Tgifridays margarita

So, we hightailed it back to the populated well-lit docks and couldn’t find anyplace suitable for a drink (everything seemed about to close or more of a restaurant than bar). In desperation, I singled out TGI Friday’s where I was treated to an expensive margarita that barely tasted alcoholic and was rimmed with table salt. But at least I got to fit one American chain into the vacation.

La Brigada * Estados Unidos 765, Buenos Aries, Argentina

Cafe Tortoni

1/2 Sure, Café Tortoni is touristy but it’s also historic (the oldest café in Argentina—we just don’t have that many 150-year-old establishments in the US) and I didn’t feel bad for stopping in for a traditional breakfast of espresso and medialunas. It's not even close to being the Carnegie Deli or Magnolia Bakery of Buenos Aires.

Cafe tortoni medialuna and coffee

I assumed the croissants would be buttery and French, but this specimen at least, was crackly and sugar glazed more like a flaky cookie. I was more interested in all of the new-to-me fracturas (pastries) but you can’t really order them from your table if you don’t know their names.

Cafe tortoni ham and cheese sandwich

James ordered a ham and cheese sandwich. I really like these simple jamon Serrano bocadillos like you find in Spain. Cured meat is so much more exciting than deli ham.  

Café Tortoni * Avenida de Mayo 825, Buenos Aires, Argentina

Bar de Gallego

No, this isn’t chicken fried steak. It’s not a schnitzel either, though it could be. This blobby, pounded, battered and pan-fried beef cutlet is a milanesa, and they’re quite popular casual fare in Argentina (and other parts of Latin America too—it’s a common filling for Mexican tortas).

Bar de gallego milanesa

I had to try one, and old-school Bar de Gallego, holding-out on a corner in gentrifying (fied?) Palermo Hollywood, seemed like the right place to try one during Saturday lunch, mere minutes after we arrived in town. I saw quite a few milanesas coming out of the kitchen, some decked out with melted cheese and tomato sauce, napolitana-style with giant mounds of mashed potatoes on the side. I had to draw the line and stick with the lemon juice-only purism. French fries are part of the combo. French fries are always part of the combo.

This was my first meal in Buenos Aires and I noticed a lot of things. One, women were eating seriously hearty food, leaving no leftovers and they were all quite svelte. Argentines challenged my notion that only Asian girls can eat whatever they want.
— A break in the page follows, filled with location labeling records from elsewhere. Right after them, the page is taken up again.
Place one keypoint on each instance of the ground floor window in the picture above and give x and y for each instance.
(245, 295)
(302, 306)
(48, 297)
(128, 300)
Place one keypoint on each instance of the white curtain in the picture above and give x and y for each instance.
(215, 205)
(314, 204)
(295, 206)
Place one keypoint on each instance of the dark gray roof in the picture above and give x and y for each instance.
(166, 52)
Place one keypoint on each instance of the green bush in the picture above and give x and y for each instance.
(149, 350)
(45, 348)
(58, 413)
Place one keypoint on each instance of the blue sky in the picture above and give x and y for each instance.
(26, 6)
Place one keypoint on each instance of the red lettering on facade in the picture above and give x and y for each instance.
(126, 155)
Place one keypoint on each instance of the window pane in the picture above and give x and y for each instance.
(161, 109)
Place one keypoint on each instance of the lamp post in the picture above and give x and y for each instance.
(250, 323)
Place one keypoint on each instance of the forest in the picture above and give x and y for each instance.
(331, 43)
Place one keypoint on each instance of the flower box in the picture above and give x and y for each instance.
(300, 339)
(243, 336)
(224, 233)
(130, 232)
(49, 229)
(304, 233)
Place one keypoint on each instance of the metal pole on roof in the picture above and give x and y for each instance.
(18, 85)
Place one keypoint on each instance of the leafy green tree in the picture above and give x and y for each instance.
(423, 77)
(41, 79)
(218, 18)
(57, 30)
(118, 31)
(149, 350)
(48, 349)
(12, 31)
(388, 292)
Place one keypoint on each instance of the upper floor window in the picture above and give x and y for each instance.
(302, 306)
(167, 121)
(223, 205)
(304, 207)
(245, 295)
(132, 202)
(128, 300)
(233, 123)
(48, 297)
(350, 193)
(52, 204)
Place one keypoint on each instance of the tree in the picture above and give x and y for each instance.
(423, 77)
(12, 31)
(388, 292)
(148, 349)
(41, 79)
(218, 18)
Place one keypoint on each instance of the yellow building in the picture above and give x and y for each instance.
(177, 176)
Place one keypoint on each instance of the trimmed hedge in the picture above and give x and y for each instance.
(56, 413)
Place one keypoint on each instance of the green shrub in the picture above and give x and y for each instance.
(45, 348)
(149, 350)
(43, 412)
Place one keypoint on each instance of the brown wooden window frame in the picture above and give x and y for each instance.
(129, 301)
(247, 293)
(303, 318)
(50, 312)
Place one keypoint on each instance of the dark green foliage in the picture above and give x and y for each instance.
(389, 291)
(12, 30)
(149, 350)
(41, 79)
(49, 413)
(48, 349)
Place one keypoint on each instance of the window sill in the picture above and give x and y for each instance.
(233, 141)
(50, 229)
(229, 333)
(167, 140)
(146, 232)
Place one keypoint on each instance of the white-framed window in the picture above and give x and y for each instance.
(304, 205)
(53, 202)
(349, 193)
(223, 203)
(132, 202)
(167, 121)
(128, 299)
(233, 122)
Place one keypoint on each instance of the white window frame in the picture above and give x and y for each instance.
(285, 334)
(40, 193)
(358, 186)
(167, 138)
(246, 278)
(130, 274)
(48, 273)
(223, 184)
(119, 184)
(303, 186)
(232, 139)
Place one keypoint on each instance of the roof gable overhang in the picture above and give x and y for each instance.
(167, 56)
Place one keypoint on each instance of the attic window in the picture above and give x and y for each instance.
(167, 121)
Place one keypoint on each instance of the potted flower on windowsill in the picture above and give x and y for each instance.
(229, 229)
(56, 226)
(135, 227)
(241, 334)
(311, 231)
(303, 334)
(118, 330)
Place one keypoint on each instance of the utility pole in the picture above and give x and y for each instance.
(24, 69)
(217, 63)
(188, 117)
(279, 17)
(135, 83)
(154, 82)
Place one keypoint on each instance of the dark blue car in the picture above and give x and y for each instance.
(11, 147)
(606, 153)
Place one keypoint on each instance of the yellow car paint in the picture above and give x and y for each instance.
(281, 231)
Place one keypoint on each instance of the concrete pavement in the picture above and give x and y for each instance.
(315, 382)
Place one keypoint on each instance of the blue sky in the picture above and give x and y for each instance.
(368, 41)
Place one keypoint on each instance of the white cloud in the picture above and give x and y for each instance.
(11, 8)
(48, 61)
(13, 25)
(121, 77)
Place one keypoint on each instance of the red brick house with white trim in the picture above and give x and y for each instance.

In fact, I’m more convinced than ever that pretty much everyone else except me can eat whatever they please to no ill effect. Two, no one eats ketchup with their fries. I’m ok with this, but I don’t recall ever seeing a bottle anywhere and papas fritas are on like every menu in town, high and low. Three, Argentine food is essentially meat and potatoes to the point where the blandest American palate wouldn’t be offended.

Which isn’t to say that the cuisine is flavorless, they just don’t like spicy food. Neither do Spaniards, Swedes and plenty of residents on the planet. (As an aside, I’m not sure where the notion that all Latinos eat hot food comes from. Mexican food certainly is picante, and other nationalities use chiles, especially in condiments, but I wouldn’t characterize most of these cuisines as fiery. And I don’t know that all Argentines even consider themselves Latino, which is a whole other aside.)

So, my thin crisp slab of meat and surprisingly crunchy, non-mealy steak fries (normally, I don't like fat fries) were satisfying, and perfect as is, I was just speculating that if I were eating them at home I know I would break out the Sriracha. Maybe I’m afraid of naked food.

Bar de gallego costillas

To me, costillas are ribs, but here they turned out to be deliciously meaty, properly fatty ‘50s-style pork chops. None of that lean other white meat business. And for approximately $5 we weren’t expecting two slabs. Also with fries, of course. I only had one (ok, two) bites because this was James’s dish.

I’d much rather be downing a breaded cutlet and bottle of Quilmes than the peanut butter toast and iced black coffee I’m looking at this Saturday afternoon.